Step-by-Step Instructions for Butternut Squash Risotto
  1. Preheat your oven to 400°F (200°C). Peel and cube the butternut squash, seasoning it with salt and pepper. Spread on a lined baking sheet and roast for 25-35 minutes until soft.
  2. Melt butter in a large skillet over medium-high heat. Add minced onion and sauté for 3-5 minutes until translucent and fragrant.
  3. Stir in the Arborio rice and sauté for 2-3 minutes until the rice grains are lightly toasted.
  4. Pour in a splash of dry white wine and stir until fully absorbed by the rice, about 2-3 minutes.
  5. Remove roasted squash from the oven, mash until smooth, and stir into the rice mixture with fresh thyme. Let flavors meld for 2 minutes over low heat.
  6. Gradually add warm broth one cup at a time, stirring continuously until absorbed.
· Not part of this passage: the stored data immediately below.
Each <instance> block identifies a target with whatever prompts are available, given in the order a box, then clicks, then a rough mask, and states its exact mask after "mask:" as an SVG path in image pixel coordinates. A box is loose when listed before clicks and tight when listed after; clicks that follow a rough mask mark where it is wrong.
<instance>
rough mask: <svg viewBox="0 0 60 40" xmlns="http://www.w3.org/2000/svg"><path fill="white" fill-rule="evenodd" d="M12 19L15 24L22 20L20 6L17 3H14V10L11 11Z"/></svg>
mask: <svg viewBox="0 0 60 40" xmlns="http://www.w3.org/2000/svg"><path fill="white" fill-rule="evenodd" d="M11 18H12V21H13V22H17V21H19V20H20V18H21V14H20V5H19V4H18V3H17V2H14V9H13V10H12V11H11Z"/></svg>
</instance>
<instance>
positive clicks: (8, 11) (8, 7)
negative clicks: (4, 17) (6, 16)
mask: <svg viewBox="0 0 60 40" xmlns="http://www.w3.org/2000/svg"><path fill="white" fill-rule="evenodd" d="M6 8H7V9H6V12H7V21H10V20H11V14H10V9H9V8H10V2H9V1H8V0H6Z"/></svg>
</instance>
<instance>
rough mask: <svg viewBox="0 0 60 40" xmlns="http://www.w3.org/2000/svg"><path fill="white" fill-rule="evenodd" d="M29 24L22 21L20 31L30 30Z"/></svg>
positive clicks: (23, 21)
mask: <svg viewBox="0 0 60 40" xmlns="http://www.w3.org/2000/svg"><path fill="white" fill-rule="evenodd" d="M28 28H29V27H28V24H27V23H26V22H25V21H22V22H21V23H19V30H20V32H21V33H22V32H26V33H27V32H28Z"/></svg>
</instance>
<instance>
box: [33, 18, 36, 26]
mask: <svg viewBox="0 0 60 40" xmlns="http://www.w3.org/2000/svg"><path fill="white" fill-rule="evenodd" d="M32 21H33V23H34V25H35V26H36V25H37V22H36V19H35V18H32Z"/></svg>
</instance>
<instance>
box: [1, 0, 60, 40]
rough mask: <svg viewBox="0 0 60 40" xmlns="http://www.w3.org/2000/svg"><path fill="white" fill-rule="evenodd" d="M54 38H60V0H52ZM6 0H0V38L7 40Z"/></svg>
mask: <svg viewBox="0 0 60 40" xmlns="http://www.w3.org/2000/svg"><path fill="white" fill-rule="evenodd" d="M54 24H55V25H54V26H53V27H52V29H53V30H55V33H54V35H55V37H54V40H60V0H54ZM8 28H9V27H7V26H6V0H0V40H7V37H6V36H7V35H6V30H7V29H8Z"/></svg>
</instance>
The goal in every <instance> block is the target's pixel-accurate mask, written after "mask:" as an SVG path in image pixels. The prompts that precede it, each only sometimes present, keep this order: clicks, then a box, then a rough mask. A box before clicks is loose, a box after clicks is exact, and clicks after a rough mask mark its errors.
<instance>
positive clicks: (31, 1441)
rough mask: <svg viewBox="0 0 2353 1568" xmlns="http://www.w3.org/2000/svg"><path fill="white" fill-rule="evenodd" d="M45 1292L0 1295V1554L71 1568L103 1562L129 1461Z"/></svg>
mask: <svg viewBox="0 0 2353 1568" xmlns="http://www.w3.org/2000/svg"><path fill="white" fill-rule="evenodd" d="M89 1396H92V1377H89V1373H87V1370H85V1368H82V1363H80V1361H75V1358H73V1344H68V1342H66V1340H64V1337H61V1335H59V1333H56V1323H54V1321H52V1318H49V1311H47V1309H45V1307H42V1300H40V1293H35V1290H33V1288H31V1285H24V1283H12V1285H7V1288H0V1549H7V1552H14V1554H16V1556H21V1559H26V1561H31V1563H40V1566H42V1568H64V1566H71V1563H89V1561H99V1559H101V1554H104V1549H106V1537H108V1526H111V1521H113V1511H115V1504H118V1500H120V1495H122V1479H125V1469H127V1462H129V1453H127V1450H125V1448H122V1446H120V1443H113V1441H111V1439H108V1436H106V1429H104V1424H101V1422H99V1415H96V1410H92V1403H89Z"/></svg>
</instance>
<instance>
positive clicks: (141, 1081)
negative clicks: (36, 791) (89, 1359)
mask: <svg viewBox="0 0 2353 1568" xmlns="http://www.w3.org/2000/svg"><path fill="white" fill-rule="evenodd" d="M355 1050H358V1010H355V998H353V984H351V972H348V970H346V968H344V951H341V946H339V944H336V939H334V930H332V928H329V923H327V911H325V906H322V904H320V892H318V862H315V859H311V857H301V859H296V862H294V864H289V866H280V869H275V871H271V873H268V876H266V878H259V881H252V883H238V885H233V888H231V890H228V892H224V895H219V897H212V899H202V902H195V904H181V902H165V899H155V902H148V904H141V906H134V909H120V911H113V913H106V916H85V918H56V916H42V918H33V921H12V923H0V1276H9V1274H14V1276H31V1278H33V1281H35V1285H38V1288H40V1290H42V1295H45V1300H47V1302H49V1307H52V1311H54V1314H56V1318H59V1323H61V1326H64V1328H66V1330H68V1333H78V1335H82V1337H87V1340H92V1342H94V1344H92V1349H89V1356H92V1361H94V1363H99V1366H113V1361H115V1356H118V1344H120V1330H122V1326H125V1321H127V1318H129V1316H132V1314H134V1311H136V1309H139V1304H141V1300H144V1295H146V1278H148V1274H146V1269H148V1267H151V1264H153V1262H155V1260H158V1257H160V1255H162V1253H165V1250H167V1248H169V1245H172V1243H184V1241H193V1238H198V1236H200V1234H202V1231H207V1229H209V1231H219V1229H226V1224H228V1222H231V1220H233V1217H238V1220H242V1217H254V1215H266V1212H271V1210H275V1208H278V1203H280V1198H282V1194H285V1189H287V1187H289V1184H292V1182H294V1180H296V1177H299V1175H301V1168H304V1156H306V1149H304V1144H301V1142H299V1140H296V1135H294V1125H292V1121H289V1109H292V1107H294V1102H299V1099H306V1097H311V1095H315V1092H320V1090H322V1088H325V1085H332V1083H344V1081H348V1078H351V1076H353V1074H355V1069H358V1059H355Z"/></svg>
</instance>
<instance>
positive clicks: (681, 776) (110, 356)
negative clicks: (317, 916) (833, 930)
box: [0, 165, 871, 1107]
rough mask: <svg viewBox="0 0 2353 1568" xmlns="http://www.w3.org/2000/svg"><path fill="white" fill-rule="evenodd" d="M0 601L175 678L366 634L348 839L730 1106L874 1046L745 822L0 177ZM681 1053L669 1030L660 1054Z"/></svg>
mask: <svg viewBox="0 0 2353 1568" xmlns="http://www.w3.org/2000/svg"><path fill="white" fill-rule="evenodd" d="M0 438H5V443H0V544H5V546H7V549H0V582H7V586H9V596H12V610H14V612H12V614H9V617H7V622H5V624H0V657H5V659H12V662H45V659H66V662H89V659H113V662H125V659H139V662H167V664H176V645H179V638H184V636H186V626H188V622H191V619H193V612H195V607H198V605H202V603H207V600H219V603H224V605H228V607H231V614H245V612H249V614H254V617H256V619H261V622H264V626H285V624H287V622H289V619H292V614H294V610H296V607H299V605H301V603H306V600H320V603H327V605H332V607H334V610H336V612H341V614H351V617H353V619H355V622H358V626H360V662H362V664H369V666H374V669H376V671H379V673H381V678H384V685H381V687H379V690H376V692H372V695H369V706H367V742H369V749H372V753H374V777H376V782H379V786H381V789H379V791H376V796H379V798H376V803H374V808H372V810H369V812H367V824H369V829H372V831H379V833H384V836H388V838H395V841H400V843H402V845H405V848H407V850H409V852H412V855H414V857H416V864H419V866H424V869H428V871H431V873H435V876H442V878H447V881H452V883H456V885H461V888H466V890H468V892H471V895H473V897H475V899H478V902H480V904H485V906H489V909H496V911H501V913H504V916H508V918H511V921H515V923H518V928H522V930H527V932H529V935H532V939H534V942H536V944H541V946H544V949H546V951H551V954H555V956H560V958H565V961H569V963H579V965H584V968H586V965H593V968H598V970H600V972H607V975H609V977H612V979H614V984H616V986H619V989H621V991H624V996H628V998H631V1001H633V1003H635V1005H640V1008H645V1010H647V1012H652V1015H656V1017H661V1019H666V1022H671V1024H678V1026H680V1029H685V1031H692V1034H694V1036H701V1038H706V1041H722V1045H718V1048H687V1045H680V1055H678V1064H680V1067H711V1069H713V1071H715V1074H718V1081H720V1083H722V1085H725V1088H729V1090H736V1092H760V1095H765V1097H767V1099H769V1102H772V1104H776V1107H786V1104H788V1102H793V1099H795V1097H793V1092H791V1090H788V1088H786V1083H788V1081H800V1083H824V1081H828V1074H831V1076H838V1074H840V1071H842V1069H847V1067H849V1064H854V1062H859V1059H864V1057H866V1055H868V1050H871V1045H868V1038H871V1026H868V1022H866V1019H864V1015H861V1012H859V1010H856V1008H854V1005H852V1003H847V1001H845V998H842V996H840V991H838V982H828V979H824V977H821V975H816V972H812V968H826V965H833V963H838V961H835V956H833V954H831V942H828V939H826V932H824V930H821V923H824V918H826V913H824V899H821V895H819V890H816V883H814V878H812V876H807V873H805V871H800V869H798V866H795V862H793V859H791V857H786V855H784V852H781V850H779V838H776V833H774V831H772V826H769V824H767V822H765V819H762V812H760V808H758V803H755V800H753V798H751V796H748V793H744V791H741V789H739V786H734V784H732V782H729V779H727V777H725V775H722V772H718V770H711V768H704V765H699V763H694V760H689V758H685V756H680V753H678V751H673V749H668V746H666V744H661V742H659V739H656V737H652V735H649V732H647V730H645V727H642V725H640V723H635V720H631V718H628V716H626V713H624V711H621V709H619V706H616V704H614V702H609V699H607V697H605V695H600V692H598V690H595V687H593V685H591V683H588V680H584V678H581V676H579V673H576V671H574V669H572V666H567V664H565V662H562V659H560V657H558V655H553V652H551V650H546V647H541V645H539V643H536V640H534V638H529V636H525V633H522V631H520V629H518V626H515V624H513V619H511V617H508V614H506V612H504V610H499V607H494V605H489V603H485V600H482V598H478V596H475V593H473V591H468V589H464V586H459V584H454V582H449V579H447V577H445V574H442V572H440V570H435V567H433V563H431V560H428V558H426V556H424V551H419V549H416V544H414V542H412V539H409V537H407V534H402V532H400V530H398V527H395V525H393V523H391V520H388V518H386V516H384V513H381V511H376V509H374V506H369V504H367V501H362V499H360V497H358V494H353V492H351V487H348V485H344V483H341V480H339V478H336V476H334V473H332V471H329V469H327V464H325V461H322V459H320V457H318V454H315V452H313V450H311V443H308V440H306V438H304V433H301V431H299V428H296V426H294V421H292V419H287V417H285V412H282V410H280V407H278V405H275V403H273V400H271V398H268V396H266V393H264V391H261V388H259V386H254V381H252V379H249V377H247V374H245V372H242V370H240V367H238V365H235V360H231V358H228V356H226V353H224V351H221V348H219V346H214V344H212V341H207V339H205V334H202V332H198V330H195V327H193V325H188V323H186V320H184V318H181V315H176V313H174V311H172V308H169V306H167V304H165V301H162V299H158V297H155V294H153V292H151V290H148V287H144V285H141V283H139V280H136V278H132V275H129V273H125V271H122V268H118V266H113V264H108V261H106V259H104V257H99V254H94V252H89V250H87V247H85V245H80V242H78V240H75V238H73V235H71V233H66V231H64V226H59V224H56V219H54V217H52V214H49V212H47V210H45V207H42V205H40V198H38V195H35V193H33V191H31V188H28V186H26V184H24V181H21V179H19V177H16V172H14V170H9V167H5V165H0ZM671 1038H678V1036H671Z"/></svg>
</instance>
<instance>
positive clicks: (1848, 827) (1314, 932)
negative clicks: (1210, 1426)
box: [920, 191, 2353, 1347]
This process should take about 20 minutes.
  7. Taste and season with kosher salt. Stir in Parmesan cheese if using, and remove thyme sprigs. Give a final stir to combine.
  8. Spoon risotto into warm bowls and garnish with additional grated Parmesan or herbs if desired. Serve immediately.

Nutrition

Serving: 1cupCalories: 350kcalCarbohydrates: 60gProtein: 10gFat: 10gSaturated Fat: 5gPolyunsaturated Fat: 1gMonounsaturated Fat: 4gCholesterol: 20mgSodium: 600mgPotassium: 800mgFiber: 5gSugar: 4gVitamin A: 2000IUVitamin C: 25mgCalcium: 150mgIron: 1.5mg

Notes

To maintain creaminess, always use warm broth and stir continuously while cooking.